Do you have a rubbish GP? I have. Honestly I can't remember how long it took but I did have to keep on to the doctor so i'd ring up again and ask him/her what's going on. Tell me about me, time just seems to pass me by at the moment because I feel like i'm forever waiting for the next test/appointment etc.

Good luck 

Carls xx


----------



## Seren fach (Mar 4, 2013)

I have been going back and forward to see my gp for months. She suggested that there were no signs of a serious problem therefore we should just keep trying and see how things go. I just feel that i would like all the test just to see what the problem is (if any) and then make the decision if we just keep trying or explore other options. I asked for another GP during my last visit and he referred me straight away. Should i hear within 3 weeks do you think? I have one child who is 3 yrs old. My GP thinks it is very unlikely that i have any problems with my tubes as l have one child, is this true? What do you think?


----------



## Carls305 (Aug 30, 2012)

How long did it take with your first child? Maybe he is taking longer to refer you because of the fact you already have a child. There could be a problem, just because you've already got one child doesn't mean there isn't necessarily a problem, perhaps you were lucky with your first or maybe it's just taking a bit longer with your second, the only way you'll be able to find out is with tests, just keep on at the GP  Hope you don't take offence to this but are you still with the same partner? and if you are older age might be an issue? but I don't know how old you are so I don't mean it in an offensive way 

Like I said the only way you will know is if you take all the tests so just keep on to your GP until they set something up for you.

Good luck!

Carls xx


----------



## 2ndtimeround (Feb 8, 2012)

Hiya,

I have an almost 4 year old. I got pregnant with him, by accident, whilst on the pill! And since then nothing, not managed to get pregnant at all. GP tried to brush me off but eventually referred me. A lap and dye last june showed I had problems with my tubes and PCOS. I was gutted and confused. However my consultantt was awesome, helped us so much through ouyr first cycle of ivf and now I am pregnant (Still early days though.)

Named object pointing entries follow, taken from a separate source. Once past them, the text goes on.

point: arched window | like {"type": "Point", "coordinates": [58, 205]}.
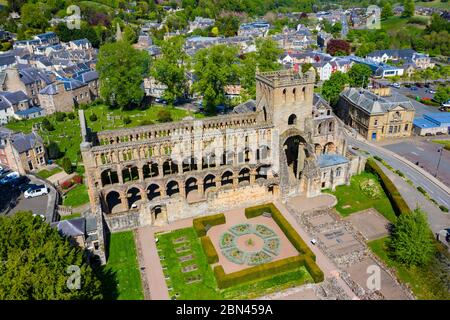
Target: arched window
{"type": "Point", "coordinates": [292, 119]}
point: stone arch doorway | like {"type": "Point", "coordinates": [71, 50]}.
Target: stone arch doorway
{"type": "Point", "coordinates": [296, 153]}
{"type": "Point", "coordinates": [159, 215]}
{"type": "Point", "coordinates": [112, 201]}
{"type": "Point", "coordinates": [133, 196]}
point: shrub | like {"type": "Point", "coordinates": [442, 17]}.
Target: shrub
{"type": "Point", "coordinates": [53, 150]}
{"type": "Point", "coordinates": [398, 203]}
{"type": "Point", "coordinates": [199, 224]}
{"type": "Point", "coordinates": [67, 165]}
{"type": "Point", "coordinates": [66, 184]}
{"type": "Point", "coordinates": [421, 190]}
{"type": "Point", "coordinates": [284, 225]}
{"type": "Point", "coordinates": [77, 179]}
{"type": "Point", "coordinates": [210, 251]}
{"type": "Point", "coordinates": [126, 120]}
{"type": "Point", "coordinates": [47, 125]}
{"type": "Point", "coordinates": [378, 158]}
{"type": "Point", "coordinates": [264, 270]}
{"type": "Point", "coordinates": [164, 116]}
{"type": "Point", "coordinates": [93, 117]}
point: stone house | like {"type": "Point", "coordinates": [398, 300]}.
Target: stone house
{"type": "Point", "coordinates": [62, 96]}
{"type": "Point", "coordinates": [22, 152]}
{"type": "Point", "coordinates": [375, 117]}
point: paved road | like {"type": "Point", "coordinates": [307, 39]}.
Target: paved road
{"type": "Point", "coordinates": [410, 170]}
{"type": "Point", "coordinates": [427, 154]}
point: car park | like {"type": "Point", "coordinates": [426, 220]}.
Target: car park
{"type": "Point", "coordinates": [36, 191]}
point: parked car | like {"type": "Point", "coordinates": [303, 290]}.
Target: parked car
{"type": "Point", "coordinates": [10, 177]}
{"type": "Point", "coordinates": [37, 191]}
{"type": "Point", "coordinates": [19, 181]}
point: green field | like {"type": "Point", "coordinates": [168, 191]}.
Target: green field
{"type": "Point", "coordinates": [67, 133]}
{"type": "Point", "coordinates": [445, 143]}
{"type": "Point", "coordinates": [207, 287]}
{"type": "Point", "coordinates": [352, 199]}
{"type": "Point", "coordinates": [428, 283]}
{"type": "Point", "coordinates": [77, 196]}
{"type": "Point", "coordinates": [433, 4]}
{"type": "Point", "coordinates": [122, 262]}
{"type": "Point", "coordinates": [48, 173]}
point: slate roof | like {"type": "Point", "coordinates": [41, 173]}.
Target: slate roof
{"type": "Point", "coordinates": [8, 99]}
{"type": "Point", "coordinates": [372, 103]}
{"type": "Point", "coordinates": [248, 106]}
{"type": "Point", "coordinates": [23, 142]}
{"type": "Point", "coordinates": [73, 227]}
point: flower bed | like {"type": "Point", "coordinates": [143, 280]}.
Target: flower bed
{"type": "Point", "coordinates": [240, 229]}
{"type": "Point", "coordinates": [226, 240]}
{"type": "Point", "coordinates": [259, 257]}
{"type": "Point", "coordinates": [263, 231]}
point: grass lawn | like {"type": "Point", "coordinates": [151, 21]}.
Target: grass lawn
{"type": "Point", "coordinates": [77, 196]}
{"type": "Point", "coordinates": [71, 216]}
{"type": "Point", "coordinates": [207, 287]}
{"type": "Point", "coordinates": [123, 263]}
{"type": "Point", "coordinates": [352, 198]}
{"type": "Point", "coordinates": [445, 143]}
{"type": "Point", "coordinates": [67, 133]}
{"type": "Point", "coordinates": [427, 283]}
{"type": "Point", "coordinates": [48, 173]}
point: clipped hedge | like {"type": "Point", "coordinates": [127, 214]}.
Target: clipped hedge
{"type": "Point", "coordinates": [266, 270]}
{"type": "Point", "coordinates": [313, 269]}
{"type": "Point", "coordinates": [398, 203]}
{"type": "Point", "coordinates": [284, 225]}
{"type": "Point", "coordinates": [199, 224]}
{"type": "Point", "coordinates": [210, 251]}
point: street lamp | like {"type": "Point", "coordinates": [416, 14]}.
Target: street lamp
{"type": "Point", "coordinates": [439, 161]}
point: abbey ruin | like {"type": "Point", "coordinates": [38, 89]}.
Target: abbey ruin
{"type": "Point", "coordinates": [285, 143]}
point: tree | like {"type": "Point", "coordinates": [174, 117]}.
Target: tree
{"type": "Point", "coordinates": [35, 259]}
{"type": "Point", "coordinates": [386, 11]}
{"type": "Point", "coordinates": [411, 242]}
{"type": "Point", "coordinates": [170, 69]}
{"type": "Point", "coordinates": [333, 87]}
{"type": "Point", "coordinates": [121, 71]}
{"type": "Point", "coordinates": [215, 67]}
{"type": "Point", "coordinates": [338, 47]}
{"type": "Point", "coordinates": [359, 75]}
{"type": "Point", "coordinates": [164, 116]}
{"type": "Point", "coordinates": [67, 165]}
{"type": "Point", "coordinates": [53, 150]}
{"type": "Point", "coordinates": [267, 53]}
{"type": "Point", "coordinates": [442, 94]}
{"type": "Point", "coordinates": [409, 9]}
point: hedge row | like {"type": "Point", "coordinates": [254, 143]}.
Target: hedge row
{"type": "Point", "coordinates": [199, 224]}
{"type": "Point", "coordinates": [266, 270]}
{"type": "Point", "coordinates": [398, 203]}
{"type": "Point", "coordinates": [210, 251]}
{"type": "Point", "coordinates": [284, 225]}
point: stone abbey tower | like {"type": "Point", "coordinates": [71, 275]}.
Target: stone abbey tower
{"type": "Point", "coordinates": [286, 143]}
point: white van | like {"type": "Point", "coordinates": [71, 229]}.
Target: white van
{"type": "Point", "coordinates": [36, 192]}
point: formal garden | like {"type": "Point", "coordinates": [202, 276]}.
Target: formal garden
{"type": "Point", "coordinates": [191, 265]}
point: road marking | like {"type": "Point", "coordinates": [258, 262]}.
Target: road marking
{"type": "Point", "coordinates": [443, 201]}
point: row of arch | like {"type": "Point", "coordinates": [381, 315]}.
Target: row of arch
{"type": "Point", "coordinates": [190, 187]}
{"type": "Point", "coordinates": [169, 166]}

Don't let Doctors ignore the problems you are having, simply because you've had a child before. Anyone trying for over a year has a right to a referral to see a fertility specialist. I wish you all the luck in the world.


----------



## Kittycat11 (Feb 2, 2013)

Hi, 
Me too!
Ive just been told my referral will be sent off today as my DP's second SA results were in.(5% morphology  ) 
I'm hoping it won't take too long to get an appointment with the specialist .
Would be good to know how long it took you and what they did at your first appointment? 

I got Pregnant with my DD within weeks of coming off BC but now I have low ovarian reserve and doc thinks I'm heading for premature menopause. So I'm not sure what to expect either!  

Good luck xx


----------



## Seren fach (Mar 4, 2013)

No offence taken, i am still with the same partner. I got pregnant the first month with my son, no problems at all. I'm 31 yr old now. Still no word from the hospital nearly 2 weeks after Referral! I'm really frustrated!


----------



## Carls305 (Aug 30, 2012)

None of that should be an issue then :S Well my advice would just to keep on at the doctor and the hospital. Have you been assigned a fertility nurse yet? Mine is brilliant. Everything i've had issues with i've always gone to her and she's always managed to help me out with any queries, she's better than our doctor! 

Carls x


----------



## Seren fach (Mar 4, 2013)

Just a quick reply, thank you for your advice. It will be three weeks since my referral on Wednesday and still no word from my Dr or hospital. I feel like I'm pestering them if i go back in and ask them whats going on. Did you find a long waiting list? Do they prioritise couples that have a clear problem when they are referred? What is the normal waiting time, someone mentioned 8 weeks !!!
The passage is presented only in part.